Zao
The Fear Is What Keeps Us Here Ferret http://www.tinymixtapes.com//sites/default/files/arton580_1.jpg

[Ferret; 2006]

Rating: 3/5 3 / 5 (0)

Styles: hardcore, metal, hardcore metal
Others: Fear Before The March Of Flames, Training For Utopia, Botch, Coalesce, Lack


http://media.tinymixtapes.com/

Motherfucker, nothing gets my satanic side revved up like a nice "Christian hardcore" record. Pffft. Suck my balls, oh, holy creator, you got nothin' on Zao. They've been marching 'round the country in your name and they still sound like Mephistopheles himself, all ragged, lungs burnt to a crisp, and leaden guitars jabbing the soul like a letter opener in the hands of a sick maniac.

In case you couldn't discern it for yourself, I have a difficult time reconciling my hate for all music labeled as "Christian" with my love for bands like Danielson and Zao. In my experience, religion just seems to tear bands apart or make them lame like Petra or Stryper. Remember when Enigk got all gay on us and decided to quit Sunny Day Real Estate to pursue his Jones for JC? Sure, we got the Frog Queen out of it, but how lame is it to hold a belief responsible for breaking up your band? Hell, my shitty local band used to jam at a church called Subud. We'd bring our beer bottles, bongs and syringes (juuuuust kiddin') along for the ride and all was copasetic. The folks that owned the church didn't want to convert us OR judge us, and they understood our cult-like devotion to ripping off The Deftones (us being angsty kids in 1999 and all).

With the Subud's tolerance to our 'evil' ways in mind, I've tried to give Christian hardcore bands the same leverage, a.k.a. DON'T PREACH TO ME AND I WON'T PISS ON YOUR FACE. Zao are pious, but altogether awesome. The Converge of the Christian sect, Zao come out with a new album every year or two and make three member changes every few minutes or so. For all the work they've done over the years, the only album that really grabbed my by the short hairs and YANKED was Funeral of God, a relatively new effort from this veteran act. While old fans may shrug indifferently, I'm glad to report that the quartet are still on the right track, though a few douche-y emo melodies bubble up to the surface of The Fear Is What Keeps Us Here, knocking the whole caboodle down a few levels.

Other than that, it's impossible to complain. This isn't Antioch Arrow worship or skinny-guy hardcore or black metal or calculator-core grind. Zao perpetuate a distinct identity with lovely shrieks, thumping slabs of double-bass drumming, and the guitar sensibilities of a death-metal band with less cocaine in their systems. Daniel Weyandt's vocals are a big highlight; how many times have you heard that about a heavy record? His screaming is absolutely soul-shanking, to the point where one wonders how he will top himself next time around, not to mention how he'll sustain his voice on tour.

But that's his problem; if he wants to barf out a soupy combination of lung oil and blood every night, that's his sanguine dish to create.
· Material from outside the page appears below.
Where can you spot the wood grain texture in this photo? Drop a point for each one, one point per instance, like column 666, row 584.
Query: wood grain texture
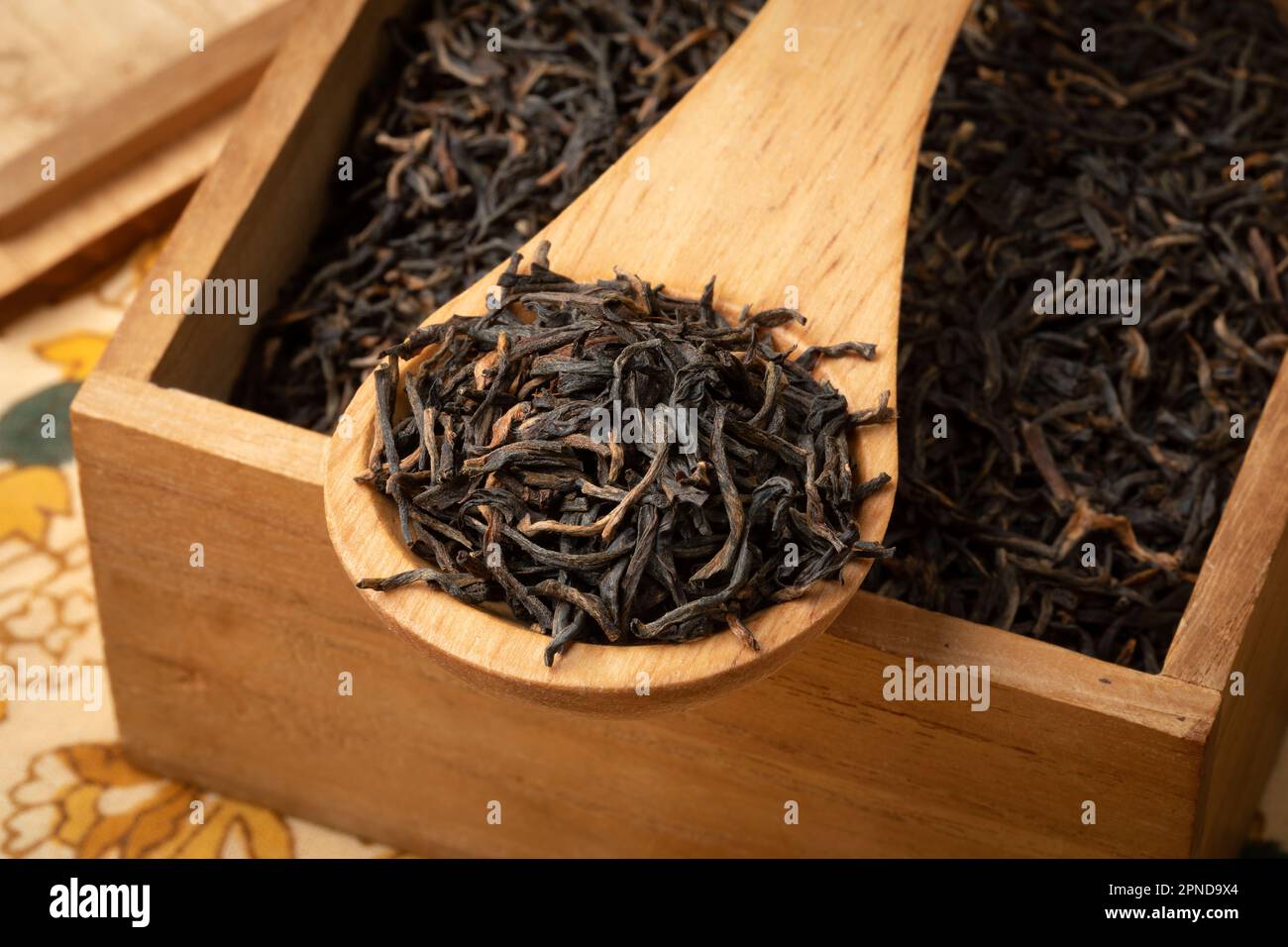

It sure makes for an interesting listen though, especially when his band relentlessly sculpts hardcore and metal into tough-to-pin-down shapes and sizes. The production is lovely as well, reveling in the bass-y pound and grime many Victory-era hardcore records miss out on with their high-tech bells and whistles. With so many albums and tours, Zao are now an institution. My suggestion? Invest heavily in Fear Is What Keeps Us Here, though you must have a proclivity for music that sacrifices melody for metal majesty.